Grupo Etnográfico de Lorvão comemora 30º aniversário

A participação na missa dominical, seguida de actuação pública e de um almoço convívio, assinalou , ontem, o 30º Aniversário do Grupo Etnográfico de Lorvão (GEL). Durante o encontro, foi prestada homenagem a uma das fundadoras, D. Maria Fonseca. De acordo com os participantes “foram momentos de grande emoção, partilha, amizade e carinho”. 


O GEL tem a sua génese no "Grupo de Danças e Cantares de Lorvão" criado em 1989. Desde muito cedo surgiu a ideia da criação de um Grupo de Etnografia e Folclore com base num trabalho de pesquisa sobre a cultura local. A Associação Pró-Defesa do Mosteiro de Lorvão "apadrinhou" o grupo em 1990, não apenas por uma questão de enquadramento legal, mas também pelo reconhecimento do seu mérito.

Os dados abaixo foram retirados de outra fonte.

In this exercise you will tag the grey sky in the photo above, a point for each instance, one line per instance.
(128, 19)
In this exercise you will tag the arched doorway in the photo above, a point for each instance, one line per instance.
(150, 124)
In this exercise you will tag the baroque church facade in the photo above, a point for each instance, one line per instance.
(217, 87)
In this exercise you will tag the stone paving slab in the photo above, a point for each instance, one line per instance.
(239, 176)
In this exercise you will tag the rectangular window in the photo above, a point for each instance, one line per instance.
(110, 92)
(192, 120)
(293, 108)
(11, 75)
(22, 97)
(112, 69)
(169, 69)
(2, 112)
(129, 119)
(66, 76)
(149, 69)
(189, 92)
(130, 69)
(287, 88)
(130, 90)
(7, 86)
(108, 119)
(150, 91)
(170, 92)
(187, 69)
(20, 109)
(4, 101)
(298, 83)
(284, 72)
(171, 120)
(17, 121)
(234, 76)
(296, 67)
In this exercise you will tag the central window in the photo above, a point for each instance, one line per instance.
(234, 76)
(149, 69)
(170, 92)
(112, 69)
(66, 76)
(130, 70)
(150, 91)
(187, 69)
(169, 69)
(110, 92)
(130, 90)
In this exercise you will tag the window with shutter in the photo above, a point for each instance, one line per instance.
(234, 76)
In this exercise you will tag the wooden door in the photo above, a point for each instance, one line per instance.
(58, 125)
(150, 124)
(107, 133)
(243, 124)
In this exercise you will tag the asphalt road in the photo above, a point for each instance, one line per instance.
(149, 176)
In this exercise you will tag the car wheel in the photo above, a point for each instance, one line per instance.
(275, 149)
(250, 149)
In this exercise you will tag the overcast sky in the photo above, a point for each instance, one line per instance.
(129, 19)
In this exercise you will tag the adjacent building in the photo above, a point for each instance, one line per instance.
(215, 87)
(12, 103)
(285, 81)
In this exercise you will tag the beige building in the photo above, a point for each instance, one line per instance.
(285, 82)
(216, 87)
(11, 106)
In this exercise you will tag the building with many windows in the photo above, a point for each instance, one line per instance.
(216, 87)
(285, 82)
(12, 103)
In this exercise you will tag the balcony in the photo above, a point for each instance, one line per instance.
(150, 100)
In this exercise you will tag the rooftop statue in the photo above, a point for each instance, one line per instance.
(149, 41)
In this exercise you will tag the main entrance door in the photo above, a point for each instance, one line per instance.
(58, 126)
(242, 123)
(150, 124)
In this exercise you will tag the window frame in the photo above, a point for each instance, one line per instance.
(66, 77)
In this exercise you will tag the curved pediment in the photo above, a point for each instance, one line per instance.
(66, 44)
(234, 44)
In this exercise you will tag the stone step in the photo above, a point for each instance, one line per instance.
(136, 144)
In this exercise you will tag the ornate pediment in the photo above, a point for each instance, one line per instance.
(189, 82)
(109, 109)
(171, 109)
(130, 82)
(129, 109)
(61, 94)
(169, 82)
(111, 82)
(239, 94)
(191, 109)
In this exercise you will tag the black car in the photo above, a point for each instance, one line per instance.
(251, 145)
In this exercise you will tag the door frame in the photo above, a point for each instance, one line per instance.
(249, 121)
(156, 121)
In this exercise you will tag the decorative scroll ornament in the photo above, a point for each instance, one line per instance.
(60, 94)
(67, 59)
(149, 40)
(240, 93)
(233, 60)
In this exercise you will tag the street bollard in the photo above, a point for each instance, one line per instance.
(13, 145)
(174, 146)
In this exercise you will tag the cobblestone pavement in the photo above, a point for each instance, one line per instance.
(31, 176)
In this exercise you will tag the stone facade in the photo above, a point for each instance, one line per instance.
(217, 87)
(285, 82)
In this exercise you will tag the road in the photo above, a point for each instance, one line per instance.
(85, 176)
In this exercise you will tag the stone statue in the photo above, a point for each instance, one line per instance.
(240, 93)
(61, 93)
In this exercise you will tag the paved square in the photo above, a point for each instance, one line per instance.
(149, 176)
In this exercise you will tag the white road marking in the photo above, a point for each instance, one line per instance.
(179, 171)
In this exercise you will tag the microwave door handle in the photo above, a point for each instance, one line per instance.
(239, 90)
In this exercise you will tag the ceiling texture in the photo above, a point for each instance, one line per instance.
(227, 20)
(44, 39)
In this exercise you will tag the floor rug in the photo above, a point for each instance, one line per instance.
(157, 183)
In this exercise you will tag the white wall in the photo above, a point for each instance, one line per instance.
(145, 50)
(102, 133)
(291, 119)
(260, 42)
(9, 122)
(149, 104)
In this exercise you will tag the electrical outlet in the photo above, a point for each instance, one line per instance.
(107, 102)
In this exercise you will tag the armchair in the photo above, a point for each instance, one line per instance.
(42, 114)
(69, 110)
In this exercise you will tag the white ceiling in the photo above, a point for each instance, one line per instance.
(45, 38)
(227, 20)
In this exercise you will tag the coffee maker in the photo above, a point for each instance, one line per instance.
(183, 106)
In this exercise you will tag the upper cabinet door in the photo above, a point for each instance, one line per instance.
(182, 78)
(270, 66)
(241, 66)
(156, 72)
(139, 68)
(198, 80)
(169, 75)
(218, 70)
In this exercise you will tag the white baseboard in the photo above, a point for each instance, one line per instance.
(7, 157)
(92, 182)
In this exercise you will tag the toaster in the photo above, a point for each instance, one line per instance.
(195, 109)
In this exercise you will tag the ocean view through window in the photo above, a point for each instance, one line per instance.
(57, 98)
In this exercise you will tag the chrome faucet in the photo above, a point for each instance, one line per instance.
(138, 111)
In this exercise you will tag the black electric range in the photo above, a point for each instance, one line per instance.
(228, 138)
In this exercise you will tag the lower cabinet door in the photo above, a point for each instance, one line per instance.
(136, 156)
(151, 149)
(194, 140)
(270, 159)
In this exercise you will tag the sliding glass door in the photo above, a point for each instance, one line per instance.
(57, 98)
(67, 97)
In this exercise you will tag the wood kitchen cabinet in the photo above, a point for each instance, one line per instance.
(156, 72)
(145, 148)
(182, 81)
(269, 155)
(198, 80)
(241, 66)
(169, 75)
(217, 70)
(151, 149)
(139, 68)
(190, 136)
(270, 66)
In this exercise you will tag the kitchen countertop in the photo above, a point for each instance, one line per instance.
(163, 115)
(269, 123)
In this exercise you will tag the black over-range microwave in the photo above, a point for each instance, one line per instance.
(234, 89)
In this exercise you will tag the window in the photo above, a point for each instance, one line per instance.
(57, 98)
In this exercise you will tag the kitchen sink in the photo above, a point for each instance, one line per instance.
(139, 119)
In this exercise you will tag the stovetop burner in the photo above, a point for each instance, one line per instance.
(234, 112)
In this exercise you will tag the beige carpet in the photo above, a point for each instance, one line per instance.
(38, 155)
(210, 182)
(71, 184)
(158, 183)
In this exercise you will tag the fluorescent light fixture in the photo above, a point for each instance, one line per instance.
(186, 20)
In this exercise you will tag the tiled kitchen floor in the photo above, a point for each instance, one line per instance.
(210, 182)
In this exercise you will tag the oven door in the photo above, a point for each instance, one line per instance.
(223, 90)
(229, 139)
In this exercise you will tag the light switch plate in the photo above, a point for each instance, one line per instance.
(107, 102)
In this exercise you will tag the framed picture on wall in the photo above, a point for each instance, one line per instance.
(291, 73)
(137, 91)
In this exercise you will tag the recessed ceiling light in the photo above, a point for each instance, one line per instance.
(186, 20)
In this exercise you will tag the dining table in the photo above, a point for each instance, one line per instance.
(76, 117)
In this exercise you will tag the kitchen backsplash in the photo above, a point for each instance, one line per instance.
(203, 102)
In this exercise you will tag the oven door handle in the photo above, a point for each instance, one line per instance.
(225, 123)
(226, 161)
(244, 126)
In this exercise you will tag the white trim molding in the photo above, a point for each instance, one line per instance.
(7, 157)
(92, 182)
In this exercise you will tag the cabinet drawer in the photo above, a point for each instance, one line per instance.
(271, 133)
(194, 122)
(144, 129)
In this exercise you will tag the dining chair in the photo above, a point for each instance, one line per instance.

Neste processo foi adoptada a denominação "Grupo Etnográfico de Lorvão".

Fez a sua primeira apresentação em público em 6 de Maio de 1990 seguindo-se inúmeras actuações em Portugal e no estrangeiro bem como participações em programas televisivos. 

O estandarte, representa uma figura extraída de uma iluminura do «Apocalipse de Lorvão», que mostra aspectos de vários trabalhos agrícolas da região: cenas da vindima, da ceifa e do lagar de azeite. A moldura do mesmo está guarnecida com folhas de louro e palitos. 

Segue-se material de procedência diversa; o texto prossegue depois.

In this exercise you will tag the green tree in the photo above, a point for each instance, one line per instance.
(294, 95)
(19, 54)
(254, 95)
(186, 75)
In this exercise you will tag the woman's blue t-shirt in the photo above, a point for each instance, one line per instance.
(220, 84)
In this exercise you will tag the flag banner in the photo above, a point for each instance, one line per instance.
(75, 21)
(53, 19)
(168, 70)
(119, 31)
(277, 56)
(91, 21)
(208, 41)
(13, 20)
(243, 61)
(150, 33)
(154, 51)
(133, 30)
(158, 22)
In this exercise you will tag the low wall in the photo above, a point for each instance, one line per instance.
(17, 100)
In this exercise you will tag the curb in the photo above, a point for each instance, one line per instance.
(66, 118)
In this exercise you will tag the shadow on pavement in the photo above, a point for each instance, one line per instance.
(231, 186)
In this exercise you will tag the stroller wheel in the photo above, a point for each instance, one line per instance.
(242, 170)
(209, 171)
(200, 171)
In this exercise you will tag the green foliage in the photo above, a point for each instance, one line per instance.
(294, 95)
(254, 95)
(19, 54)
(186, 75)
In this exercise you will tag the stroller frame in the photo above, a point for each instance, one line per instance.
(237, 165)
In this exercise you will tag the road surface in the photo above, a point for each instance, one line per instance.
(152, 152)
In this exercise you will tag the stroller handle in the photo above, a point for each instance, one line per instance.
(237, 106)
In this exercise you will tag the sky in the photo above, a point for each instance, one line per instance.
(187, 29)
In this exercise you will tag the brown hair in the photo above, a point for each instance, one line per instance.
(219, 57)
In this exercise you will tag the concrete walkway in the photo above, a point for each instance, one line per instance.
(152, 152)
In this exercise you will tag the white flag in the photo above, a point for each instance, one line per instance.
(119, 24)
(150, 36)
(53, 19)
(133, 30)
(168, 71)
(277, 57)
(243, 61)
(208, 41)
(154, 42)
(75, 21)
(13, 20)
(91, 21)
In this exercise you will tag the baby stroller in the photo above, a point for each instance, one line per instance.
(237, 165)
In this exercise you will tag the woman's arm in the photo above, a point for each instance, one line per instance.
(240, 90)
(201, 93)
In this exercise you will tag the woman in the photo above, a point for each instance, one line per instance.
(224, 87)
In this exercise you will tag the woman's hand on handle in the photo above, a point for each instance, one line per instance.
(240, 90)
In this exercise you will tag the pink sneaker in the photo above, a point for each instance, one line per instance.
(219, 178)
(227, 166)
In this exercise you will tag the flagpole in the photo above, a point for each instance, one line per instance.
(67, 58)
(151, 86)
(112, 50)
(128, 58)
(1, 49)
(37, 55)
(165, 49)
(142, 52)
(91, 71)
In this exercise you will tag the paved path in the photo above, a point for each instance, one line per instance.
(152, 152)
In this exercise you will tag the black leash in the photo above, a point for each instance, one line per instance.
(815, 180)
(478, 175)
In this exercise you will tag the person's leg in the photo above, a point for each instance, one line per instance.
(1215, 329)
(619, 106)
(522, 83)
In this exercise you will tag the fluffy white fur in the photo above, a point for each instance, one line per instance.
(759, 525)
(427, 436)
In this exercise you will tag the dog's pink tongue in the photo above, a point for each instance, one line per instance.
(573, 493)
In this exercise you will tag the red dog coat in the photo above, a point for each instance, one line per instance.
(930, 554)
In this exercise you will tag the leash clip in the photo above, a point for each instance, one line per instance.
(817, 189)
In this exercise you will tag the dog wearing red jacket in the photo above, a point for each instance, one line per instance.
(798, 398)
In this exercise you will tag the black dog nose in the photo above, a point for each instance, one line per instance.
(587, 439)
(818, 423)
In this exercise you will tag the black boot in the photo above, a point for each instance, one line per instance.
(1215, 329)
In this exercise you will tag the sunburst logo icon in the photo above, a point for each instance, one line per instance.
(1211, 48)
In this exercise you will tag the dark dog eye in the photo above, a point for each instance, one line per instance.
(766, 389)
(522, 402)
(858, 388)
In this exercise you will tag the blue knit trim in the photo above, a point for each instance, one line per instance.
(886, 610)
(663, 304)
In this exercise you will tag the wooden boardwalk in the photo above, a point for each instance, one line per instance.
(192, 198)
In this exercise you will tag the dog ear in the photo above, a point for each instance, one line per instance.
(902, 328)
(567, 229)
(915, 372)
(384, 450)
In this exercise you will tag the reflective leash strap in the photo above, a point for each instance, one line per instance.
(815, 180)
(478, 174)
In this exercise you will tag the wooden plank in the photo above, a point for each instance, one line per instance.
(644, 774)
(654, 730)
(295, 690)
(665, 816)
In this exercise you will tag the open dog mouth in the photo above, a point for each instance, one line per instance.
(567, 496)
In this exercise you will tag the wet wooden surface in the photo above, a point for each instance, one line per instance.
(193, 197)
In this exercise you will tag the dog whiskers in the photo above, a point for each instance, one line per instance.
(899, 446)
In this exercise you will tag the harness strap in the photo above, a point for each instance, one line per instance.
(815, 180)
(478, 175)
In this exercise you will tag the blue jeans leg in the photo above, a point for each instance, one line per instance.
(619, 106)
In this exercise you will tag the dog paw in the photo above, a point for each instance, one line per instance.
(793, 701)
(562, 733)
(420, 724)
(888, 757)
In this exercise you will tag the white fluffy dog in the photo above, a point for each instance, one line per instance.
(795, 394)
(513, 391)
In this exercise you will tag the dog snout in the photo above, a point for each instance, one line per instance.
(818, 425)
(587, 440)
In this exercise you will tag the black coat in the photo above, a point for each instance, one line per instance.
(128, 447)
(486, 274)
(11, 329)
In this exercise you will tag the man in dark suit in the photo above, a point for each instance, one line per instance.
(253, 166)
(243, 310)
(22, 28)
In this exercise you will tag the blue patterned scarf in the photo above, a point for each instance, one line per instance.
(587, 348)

O repertório compõe-se de danças e cantares recolhidas na Vila de Lorvão e serras de Aveleira, Roxo, Paradela e S. Mamede. Apresenta trajos dos finais de séc. XVIII - Criados do Convento, Devotos do Senhor dos Passos, Noivos, Paliteira de meados de séc.XVIII, Recoveira; Vendedor de Palitos; Ver-a-Deus, Meia-Senhora - e trajos do final de séc. XIX como Paliteiras, Trabalhos Agrícolas, Romeiros; Feirantes. O Toque é constituído por instrumentos Tradicionais, nomeadamente: A Viola Toeira, Cavaquinhos, Bandolim Português, Violões, Pandeiro e Ferrinhos. Os viras; os verdegaios, o malhão de Lorvão e outras, são as modas alegres e vivas que este grupo apresenta.


10 maio, 2019

Notas para a história da indústria dos palitos em Lorvão

Pormenor de gravura da revista "ILUSTRAÇÃO PORTUGUESA"
(1913)


Existe muita bibliografia sobre a indústria dos palitos em Lorvão. Em 1916, a Revista “Arquivos da Universidade de Lisboa” publicou um extenso artigo de José Henrique de Azeredo Perdigão (1896-1993), estudante de Direito.

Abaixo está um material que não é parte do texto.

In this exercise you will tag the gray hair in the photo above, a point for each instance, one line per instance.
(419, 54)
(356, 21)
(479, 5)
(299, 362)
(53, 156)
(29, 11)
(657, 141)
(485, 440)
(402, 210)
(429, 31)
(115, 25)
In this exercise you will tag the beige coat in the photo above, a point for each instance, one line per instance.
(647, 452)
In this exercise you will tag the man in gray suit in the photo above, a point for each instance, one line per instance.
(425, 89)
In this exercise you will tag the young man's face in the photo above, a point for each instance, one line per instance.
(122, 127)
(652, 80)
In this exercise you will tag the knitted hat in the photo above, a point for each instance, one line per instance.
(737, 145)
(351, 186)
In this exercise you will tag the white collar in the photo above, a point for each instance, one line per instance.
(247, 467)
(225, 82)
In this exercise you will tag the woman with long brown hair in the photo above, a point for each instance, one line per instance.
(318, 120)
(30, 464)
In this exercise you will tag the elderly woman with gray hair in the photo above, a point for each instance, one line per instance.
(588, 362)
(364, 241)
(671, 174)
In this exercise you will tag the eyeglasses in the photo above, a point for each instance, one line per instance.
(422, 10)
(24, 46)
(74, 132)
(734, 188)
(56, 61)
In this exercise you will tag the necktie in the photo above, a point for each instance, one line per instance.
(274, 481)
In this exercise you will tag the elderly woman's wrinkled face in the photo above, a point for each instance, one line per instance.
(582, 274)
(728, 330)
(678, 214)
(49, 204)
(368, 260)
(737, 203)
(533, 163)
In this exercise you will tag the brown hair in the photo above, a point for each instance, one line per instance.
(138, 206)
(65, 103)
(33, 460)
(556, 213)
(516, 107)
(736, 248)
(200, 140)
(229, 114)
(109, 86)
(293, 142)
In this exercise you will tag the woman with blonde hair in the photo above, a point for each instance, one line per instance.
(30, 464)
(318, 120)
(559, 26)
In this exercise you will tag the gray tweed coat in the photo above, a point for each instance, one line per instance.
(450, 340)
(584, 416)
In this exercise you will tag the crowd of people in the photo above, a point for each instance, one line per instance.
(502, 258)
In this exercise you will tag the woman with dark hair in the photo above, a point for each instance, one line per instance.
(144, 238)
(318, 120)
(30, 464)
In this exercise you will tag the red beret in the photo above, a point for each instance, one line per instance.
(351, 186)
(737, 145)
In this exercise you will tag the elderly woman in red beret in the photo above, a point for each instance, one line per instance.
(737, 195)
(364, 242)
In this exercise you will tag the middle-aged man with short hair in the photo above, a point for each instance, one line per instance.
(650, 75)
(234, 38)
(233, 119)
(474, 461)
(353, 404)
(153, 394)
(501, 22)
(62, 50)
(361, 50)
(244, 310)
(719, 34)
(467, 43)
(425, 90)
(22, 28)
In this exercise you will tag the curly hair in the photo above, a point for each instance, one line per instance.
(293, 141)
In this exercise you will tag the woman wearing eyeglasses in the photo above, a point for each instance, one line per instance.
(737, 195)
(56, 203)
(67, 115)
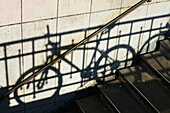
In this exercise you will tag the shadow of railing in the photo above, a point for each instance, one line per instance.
(97, 59)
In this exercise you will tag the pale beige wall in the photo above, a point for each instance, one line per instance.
(26, 26)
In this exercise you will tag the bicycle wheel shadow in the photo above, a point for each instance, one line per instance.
(104, 66)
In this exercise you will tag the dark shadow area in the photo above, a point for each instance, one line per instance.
(107, 54)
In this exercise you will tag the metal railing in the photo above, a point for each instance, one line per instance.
(60, 57)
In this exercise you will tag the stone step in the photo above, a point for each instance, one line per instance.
(158, 62)
(152, 89)
(93, 104)
(120, 98)
(165, 47)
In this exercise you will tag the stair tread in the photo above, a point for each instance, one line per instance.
(159, 62)
(151, 88)
(166, 43)
(121, 97)
(93, 104)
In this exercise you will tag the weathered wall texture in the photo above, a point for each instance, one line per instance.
(34, 31)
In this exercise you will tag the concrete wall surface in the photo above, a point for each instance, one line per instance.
(33, 32)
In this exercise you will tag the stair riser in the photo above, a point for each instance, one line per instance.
(108, 102)
(152, 71)
(164, 50)
(137, 94)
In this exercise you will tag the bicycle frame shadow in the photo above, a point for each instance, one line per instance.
(101, 64)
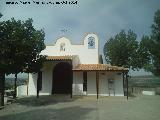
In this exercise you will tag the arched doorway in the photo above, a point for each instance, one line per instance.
(62, 78)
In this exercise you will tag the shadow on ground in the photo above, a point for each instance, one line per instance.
(71, 113)
(45, 100)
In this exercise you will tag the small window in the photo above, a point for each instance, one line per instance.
(91, 43)
(84, 81)
(62, 47)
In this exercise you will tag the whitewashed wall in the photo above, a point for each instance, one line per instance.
(86, 56)
(91, 83)
(77, 87)
(32, 85)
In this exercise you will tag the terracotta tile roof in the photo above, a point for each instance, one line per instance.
(98, 67)
(67, 57)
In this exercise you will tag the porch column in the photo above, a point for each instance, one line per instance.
(127, 84)
(97, 84)
(39, 82)
(123, 84)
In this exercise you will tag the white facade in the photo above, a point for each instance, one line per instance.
(83, 54)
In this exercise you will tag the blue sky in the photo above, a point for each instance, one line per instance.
(104, 17)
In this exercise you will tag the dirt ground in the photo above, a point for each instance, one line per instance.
(83, 108)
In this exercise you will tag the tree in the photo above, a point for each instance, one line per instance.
(152, 44)
(121, 50)
(22, 45)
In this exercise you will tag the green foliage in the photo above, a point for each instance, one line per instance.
(121, 50)
(20, 46)
(152, 44)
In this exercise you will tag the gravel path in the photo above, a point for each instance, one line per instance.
(83, 108)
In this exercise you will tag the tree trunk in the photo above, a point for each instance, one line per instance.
(2, 88)
(15, 86)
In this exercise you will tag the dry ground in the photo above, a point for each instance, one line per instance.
(83, 108)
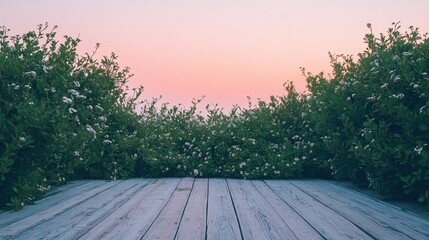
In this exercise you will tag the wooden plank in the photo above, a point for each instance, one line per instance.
(134, 218)
(193, 224)
(72, 223)
(381, 220)
(257, 218)
(300, 228)
(166, 224)
(53, 197)
(54, 210)
(222, 222)
(327, 222)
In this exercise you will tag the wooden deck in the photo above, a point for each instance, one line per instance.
(191, 208)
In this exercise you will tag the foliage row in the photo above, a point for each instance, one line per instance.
(66, 116)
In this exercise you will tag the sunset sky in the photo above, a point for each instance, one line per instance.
(225, 50)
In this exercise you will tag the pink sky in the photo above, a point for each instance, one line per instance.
(225, 50)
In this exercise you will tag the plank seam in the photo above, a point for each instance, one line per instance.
(64, 210)
(184, 209)
(275, 210)
(311, 225)
(124, 202)
(166, 202)
(207, 209)
(235, 209)
(339, 213)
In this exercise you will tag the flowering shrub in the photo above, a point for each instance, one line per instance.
(373, 115)
(63, 116)
(67, 116)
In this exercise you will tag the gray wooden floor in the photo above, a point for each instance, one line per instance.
(189, 208)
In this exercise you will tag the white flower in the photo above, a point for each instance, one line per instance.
(72, 110)
(46, 68)
(418, 150)
(67, 100)
(91, 130)
(30, 73)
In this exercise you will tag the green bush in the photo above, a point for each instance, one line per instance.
(60, 112)
(374, 114)
(65, 116)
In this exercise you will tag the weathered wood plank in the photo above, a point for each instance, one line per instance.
(166, 224)
(381, 220)
(193, 223)
(300, 228)
(134, 218)
(48, 213)
(222, 221)
(257, 218)
(53, 197)
(327, 222)
(72, 223)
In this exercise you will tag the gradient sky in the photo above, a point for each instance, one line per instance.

O artigo daquele que mais tarde viria a ser o 1º Presidente da Fundação Calouste Gulbenkian intitulava-se “A indústria em Portugal - Notas para um inquérito”. Ali se analisa o estado das indústrias em cada um dos distritos do continente e “ilhas adjacentes.”

Referindo-se ao distrito de Coimbra, começa por salientar que “não existem grandes fábricas, verificando-se sim “um grande desenvolvimento nas pequenas indústrias”.

A indústria algodoeira é considerada como “a única verdadeiramente notável” seguindo-se a moagem e o fabrico do papel (Góis, Lousã e Miranda do Corvo). As fábricas de serração de madeira, a metalurgia (fundições e serralharias), a cerâmica (Coimbra, Figueira da Foz, Lousã e Penacova) e a indústria do calçado completam a lista das actividades industriais mais significativas.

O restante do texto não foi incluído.